Second:Vibrio vulnificus endotoxin extraction, identification, as well as affect on vascular endothelial cells.
To take fresh culture of Vibrio vulnificus and use phenol-water to extract endotoxin then centrifugation it. Ues TAL to identify endotoxin according to the 2005-published "Chinese Pharmacopoeia" and draw the concentration curve.
Select the median lethal concentration of intestinal bacteria endotoxin to HU cells. Select the domain of its upper and lower concentration of total 4 concentrations on the human umbilical vein endothelial cells for MTT, plate cloning and scratches to determine the migration changes of the cells. Use flow cytometry to determine the apoptosis rate. Measuring the stereological parameters of the cell area (Ac), perimeter (Cc), the nucleus area (An), circumference (Cn), cell volume (V), cell volume density (Vv), surface density (Sv) and numerical density (Nv) in normal group and endotoxin attack group (104EU/ml) to test proliferation and morphological changes of the human umbilical vein endothelial cells under the attack of endotoxin and judge the damage of HU.
Third:Cytolytic toxin of Vibrio vulnificus identification and determination of the concentration and its effects on vascular endothelial cells.
Our research team has been pre-recombinanted pET-32a-vvhA/E.coliBL21 (DE3) and for blue-white screening.

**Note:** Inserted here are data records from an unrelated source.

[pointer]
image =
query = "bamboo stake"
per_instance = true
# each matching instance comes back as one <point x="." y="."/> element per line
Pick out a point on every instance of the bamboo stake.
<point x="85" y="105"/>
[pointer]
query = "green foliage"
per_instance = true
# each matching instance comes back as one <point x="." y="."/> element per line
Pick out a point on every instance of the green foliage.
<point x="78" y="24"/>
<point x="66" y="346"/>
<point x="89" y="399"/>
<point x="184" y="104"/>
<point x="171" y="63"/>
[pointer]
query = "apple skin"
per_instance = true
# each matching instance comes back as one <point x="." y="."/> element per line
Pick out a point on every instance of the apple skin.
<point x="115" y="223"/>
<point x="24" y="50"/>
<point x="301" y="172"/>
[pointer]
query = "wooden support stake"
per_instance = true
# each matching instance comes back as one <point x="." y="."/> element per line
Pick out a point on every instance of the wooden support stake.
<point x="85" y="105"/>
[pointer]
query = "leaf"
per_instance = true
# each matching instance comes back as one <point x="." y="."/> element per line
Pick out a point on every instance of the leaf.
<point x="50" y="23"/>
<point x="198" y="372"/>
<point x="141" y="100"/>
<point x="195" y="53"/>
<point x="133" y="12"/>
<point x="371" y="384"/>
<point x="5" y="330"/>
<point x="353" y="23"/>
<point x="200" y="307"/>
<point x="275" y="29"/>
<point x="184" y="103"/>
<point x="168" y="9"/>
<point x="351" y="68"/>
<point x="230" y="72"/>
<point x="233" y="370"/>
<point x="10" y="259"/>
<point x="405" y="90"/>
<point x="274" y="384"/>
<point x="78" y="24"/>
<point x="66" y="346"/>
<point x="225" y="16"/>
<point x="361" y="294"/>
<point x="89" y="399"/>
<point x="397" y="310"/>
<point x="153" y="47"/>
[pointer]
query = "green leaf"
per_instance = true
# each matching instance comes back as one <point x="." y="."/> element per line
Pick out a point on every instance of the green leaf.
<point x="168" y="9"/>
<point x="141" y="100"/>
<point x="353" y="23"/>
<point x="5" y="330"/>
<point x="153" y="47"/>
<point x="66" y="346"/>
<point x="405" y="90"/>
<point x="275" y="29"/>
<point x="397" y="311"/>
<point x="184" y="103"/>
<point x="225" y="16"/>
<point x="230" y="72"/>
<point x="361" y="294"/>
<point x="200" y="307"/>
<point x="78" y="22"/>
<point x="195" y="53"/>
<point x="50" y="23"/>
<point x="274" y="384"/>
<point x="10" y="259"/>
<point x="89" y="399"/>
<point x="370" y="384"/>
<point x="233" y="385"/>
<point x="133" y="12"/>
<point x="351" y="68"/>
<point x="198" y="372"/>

We select the white plaque for PCR amplification of Vibrio vulnificus cytolysin toxin (rVVC). We also use SDS-PAGE for verification and bicichoninicacid (BCA) to quantitative protein, then render the standard curve and calculate protein concentration.50mg/kg injected into the SPF level BALB/c mice. Execute the mouse and then anatomy immediately. Take the main damage organs and tissues to produced pathological slice and observe it under light microscope.
Select the median lethal concentration of cytolytic toxin to HU cells. Select the domain of its upper and lower concentration of total 4 concentrations on the human umbilical vein endothelial cells for MTT, plate cloning and scratches to determine the migration changes of the cells. Use flow cytometry to determine the apoptosis rate. Measuring the stereological parameters of the cell area (Ac), perimeter (Cc), the nucleus area (An), circumference (Cn), cell volume (V), cell volume density (Vv), surface density (Sv) and numerical density (Nv) in normal group and cytolytic toxin attack group (3EU/ml) to test proliferation and morphological changes of the human umbilical vein endothelial cells under the attack of cytolytic toxin and judge the damage of HU.
Result:
Vibrio vulnificus ATCC27562 grows in TCBS plate green colonies, shiny and shows a typical mucous colony. It also appears yellow white translucent colony mucus in ordinary nutrient agar plates. Biochemical Identification Results:The Vibrio vulnificus%id (coincidence rate) is 98probablitity.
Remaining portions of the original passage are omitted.